There is a method to the madness of performance!

Eduardo Madrid

⏱ 75 mins
intermediate
advanced
11:00-12:30, Friday, 5th July 2024

We have something crazy to share with you:

We just wanted a good comparison to assess the performance of our programming techniques and library. We chose to implement very well known and important tasks, like string length or conversion of string to integer, because this would let us compare against hopefully the best, like the standard C library implementation of GLIBC, it does not get more real than comparing against a project that literally runs the world.

To our astonishment, not only our performance held its ground, but comprehensively beat that of GLIBC, and anything else!

The craziest thing about this is that GLIBC's code shows large amount of work, sophisticated programming techniques, also the use of platform-specific, handcrafted assembler, that goes to extremes such as, to name one example, of trying "saving some code size by microfusing VPMINU with the [32 byte data load]", yet, all of that effort is beaten by simple, understandable code, that you can see did not take much effort either --and without us even meaning to, our object code size is a small fraction of theirs.

How is this madness possible of working much less, while writing direct and understandable code and still get at times twice the performance, at times portable C++ matching hand crafted assembly with SIMD instructions?

There is a method to this madness!

  1. You put the knowledge of what performs well into infrastructure code, so that when programmers use this library they benefit automatically. In practice only C++ allows you to do this.
  2. This infrastructure needs to compose in a way that the compiler optimizer can fully do its job
  3. It needs to help the programmer express things in performance-friendly ways, one key to save effort
  4. Avoiding pitfalls that would impede the processor use its full capabilities, especially those related to "out of order" execution.
  5. Avoiding the pitfall of "additive bias".

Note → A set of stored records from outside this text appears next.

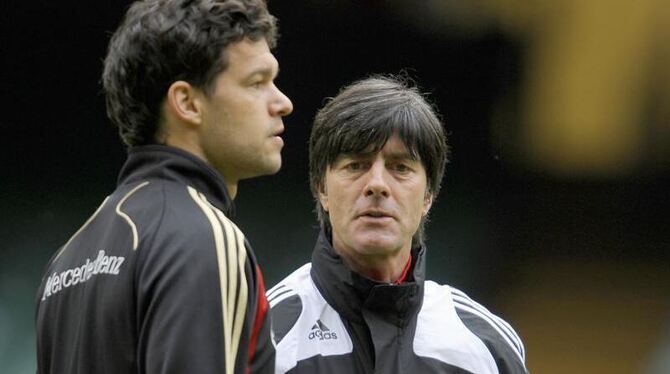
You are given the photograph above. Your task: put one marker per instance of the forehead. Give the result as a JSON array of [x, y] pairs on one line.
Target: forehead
[[248, 57], [393, 146]]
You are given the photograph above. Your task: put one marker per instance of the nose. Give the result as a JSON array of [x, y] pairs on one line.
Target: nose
[[281, 105], [377, 183]]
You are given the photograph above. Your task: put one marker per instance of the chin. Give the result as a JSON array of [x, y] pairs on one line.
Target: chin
[[377, 246]]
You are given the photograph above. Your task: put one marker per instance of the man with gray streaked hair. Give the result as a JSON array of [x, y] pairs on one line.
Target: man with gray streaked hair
[[377, 155]]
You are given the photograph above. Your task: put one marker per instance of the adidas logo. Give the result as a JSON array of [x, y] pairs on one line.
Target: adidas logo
[[321, 331]]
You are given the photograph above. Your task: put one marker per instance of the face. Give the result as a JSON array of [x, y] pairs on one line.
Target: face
[[242, 117], [375, 202]]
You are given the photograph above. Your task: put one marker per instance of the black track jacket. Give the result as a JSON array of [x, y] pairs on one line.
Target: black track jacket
[[158, 280], [327, 319]]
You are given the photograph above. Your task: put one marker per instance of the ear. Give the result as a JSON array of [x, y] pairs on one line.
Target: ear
[[185, 103], [323, 196], [427, 203]]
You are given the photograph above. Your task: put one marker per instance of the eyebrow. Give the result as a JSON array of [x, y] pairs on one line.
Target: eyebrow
[[265, 71]]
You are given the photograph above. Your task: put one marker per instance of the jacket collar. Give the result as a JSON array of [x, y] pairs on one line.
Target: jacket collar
[[170, 163], [351, 293]]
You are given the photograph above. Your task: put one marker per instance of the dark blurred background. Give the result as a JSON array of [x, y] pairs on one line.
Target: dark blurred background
[[555, 207]]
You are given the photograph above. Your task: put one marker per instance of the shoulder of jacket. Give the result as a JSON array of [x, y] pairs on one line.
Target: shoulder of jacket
[[297, 284], [501, 338]]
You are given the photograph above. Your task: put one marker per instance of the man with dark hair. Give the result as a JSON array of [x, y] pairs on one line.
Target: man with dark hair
[[377, 154], [159, 279]]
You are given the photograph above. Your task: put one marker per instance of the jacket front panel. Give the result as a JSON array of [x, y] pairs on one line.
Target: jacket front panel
[[328, 319]]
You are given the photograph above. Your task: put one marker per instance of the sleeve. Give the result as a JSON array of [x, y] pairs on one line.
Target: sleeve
[[194, 284]]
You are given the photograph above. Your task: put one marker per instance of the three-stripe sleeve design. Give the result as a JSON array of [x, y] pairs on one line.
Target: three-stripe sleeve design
[[231, 257], [465, 303]]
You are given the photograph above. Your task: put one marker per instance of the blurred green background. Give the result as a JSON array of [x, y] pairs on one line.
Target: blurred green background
[[555, 205]]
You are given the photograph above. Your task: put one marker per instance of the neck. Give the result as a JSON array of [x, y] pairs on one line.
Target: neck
[[381, 268], [232, 189]]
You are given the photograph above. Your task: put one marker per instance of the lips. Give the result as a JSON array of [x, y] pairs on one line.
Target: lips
[[375, 214]]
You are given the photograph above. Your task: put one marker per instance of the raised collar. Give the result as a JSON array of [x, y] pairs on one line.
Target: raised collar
[[351, 293], [170, 163]]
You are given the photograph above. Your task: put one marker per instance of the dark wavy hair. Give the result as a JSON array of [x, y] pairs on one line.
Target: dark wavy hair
[[362, 117], [163, 41]]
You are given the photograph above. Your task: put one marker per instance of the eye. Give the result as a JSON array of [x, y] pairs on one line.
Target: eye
[[402, 168], [354, 166]]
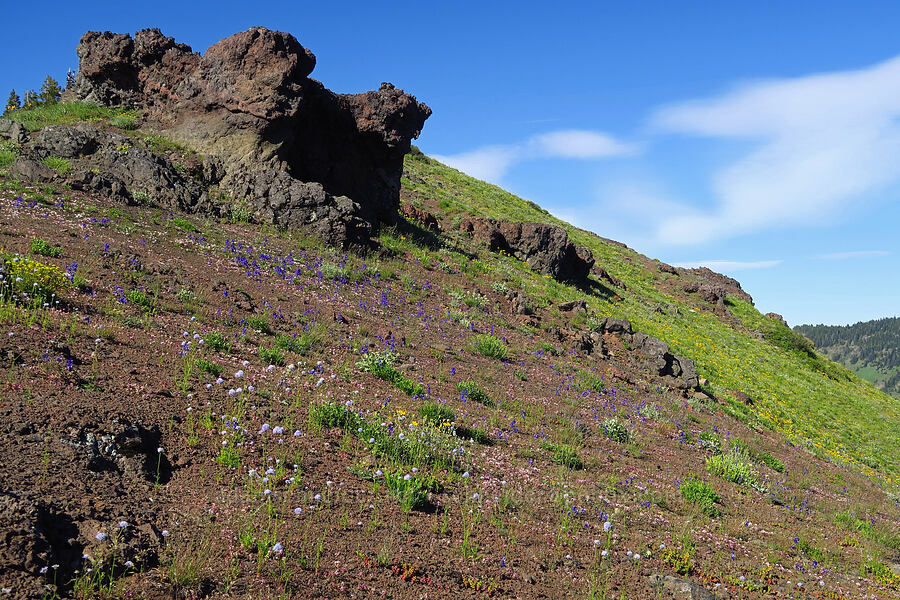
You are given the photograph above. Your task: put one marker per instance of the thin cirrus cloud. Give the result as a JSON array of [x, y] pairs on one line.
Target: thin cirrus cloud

About 'what performs well': Examples of the following and more:

  1. "Branchless" programming: you do perhaps more total work, but deterministically
  2. Converting control dependencies into data dependencies
  3. Organizing the code to pay the performance penalty of a branch only once, and where it hurts the least
  4. Letting the optimizer keep assumptions
  5. Explicit "speculative" computation, and also "implicit".

From the benchmarks and source code comparisons you will see exactly how the professionally made code did not follow these recommendations and hurt themselves; better yet, you'll see how it is possible to make a library that makes it natural to follow these recommendations!... and how this can only be achieved in C++!


🏷 generic programming
🏷 templates
🏷 assembler
🏷 compiler explorer

Eduardo Madrid

I'm the lead of an Open Source little project that gives useful lessons about how to program in C++ for top performance. I've been a team and technology leader at big companies, including Snap, the maker of Snapchat and Hedge Funds that do automated and high frequency trading.